The "restructuring" of the pioneering WebMedia firm that had become a very traditional ad agency appendage marked the end of the beginning for me, and a sign that more businesses were treating the internet as structural to their business strategies, and not the type of transient ephemera that the advertising and marketing business traditionally seems to bring its wakes.
Talk of the Internet being "just another channel" was rife in the early days as business people with heavy investments in traditional trading schemes sought comfort in the possibility that the internet would slide neatly into their compartmentalised view of the world of marketing, and not unsurprisingly, they set about pursuing this particular interpretation.
You will probably recall some of the early visionary notions that the Internet was the ultimate business leveller - which is a view I have always subscribed to - and wondered just what happened. Well, it seems that the awakening of the Big Brands caused many of the early services operations - from bandwidth suppliers to specialist services providers - to go chasing after the Big Names in defiance of their own principles, and in pursuit of traditional business rationales. Now the world and his dog has a web site (or two), and many have discovered that it's simpler than they thought, the shine has gone right off the Internet business for many who believed that they could charge £25k for a billboard site with a few animated gifs.

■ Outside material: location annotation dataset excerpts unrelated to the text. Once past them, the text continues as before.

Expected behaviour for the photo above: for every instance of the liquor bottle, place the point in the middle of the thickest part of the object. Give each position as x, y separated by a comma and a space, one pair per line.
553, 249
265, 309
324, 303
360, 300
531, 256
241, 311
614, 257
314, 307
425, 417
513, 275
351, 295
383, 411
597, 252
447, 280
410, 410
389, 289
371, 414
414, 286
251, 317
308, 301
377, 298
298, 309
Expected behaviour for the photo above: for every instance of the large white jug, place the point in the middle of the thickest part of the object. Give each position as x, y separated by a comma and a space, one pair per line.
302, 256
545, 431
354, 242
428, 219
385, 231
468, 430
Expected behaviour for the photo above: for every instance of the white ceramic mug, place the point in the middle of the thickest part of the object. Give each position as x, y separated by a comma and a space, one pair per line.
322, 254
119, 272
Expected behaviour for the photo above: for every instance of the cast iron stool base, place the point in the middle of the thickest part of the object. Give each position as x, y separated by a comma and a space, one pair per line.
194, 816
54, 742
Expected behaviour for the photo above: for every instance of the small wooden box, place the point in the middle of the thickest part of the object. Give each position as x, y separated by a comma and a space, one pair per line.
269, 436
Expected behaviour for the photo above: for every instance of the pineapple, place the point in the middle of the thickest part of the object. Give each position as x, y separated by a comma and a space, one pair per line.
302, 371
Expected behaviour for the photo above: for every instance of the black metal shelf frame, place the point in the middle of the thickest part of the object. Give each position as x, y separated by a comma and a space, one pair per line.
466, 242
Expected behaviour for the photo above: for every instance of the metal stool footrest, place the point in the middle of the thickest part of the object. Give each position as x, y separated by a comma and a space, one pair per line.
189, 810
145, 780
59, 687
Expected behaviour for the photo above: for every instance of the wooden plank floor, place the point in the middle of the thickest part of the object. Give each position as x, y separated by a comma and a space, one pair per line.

One of the first things that has emerged in support of the return to a series of smaller and better distributed operations are the growing number of stories about large providers "breaking". Mail goes missing for days on end, connectivity remains broken for increasingly longer times as engineers struggle to handle the consequences of large schemes that have all manner of consequential failure problems.
Why does the internet require large providers..? This is crude extrapolation of life before the net when the desire for corporate consolidation drove every business into ever larger units where some perceived economy of scale could be applied. This notion was not much more advanced than some nineteenth century concept of mills and pits where the workers were packed into single locations because of the need for large steam engines to power the systems.
The best model I have seen for the internet is a network of smaller service providers - call then "boutique services" if you like, that are organised regionally, in units no larger than counties. The net itself simply adores this way of distributing resources and separating the critical failure points so as to minimise the effects of any outages.
Don't expect this move from the dinosaurs becoming increasingly stuck in their tar pits, towards a larger number of smaller and more nimble creatures, to happen just yet though. Dinosaurs ruled the earth for a good few million years and may well have been wiped out by the intervention of a meteor that raised a dust cloud that froze them ou, while the smaller and more nible creatures were able to adapt and survive.
Maybe the meteor that is coming this way is the fractional cash transaction scheme and the general ease with which people can do business over the net without needing to spend £50+k on even simple business IT systems.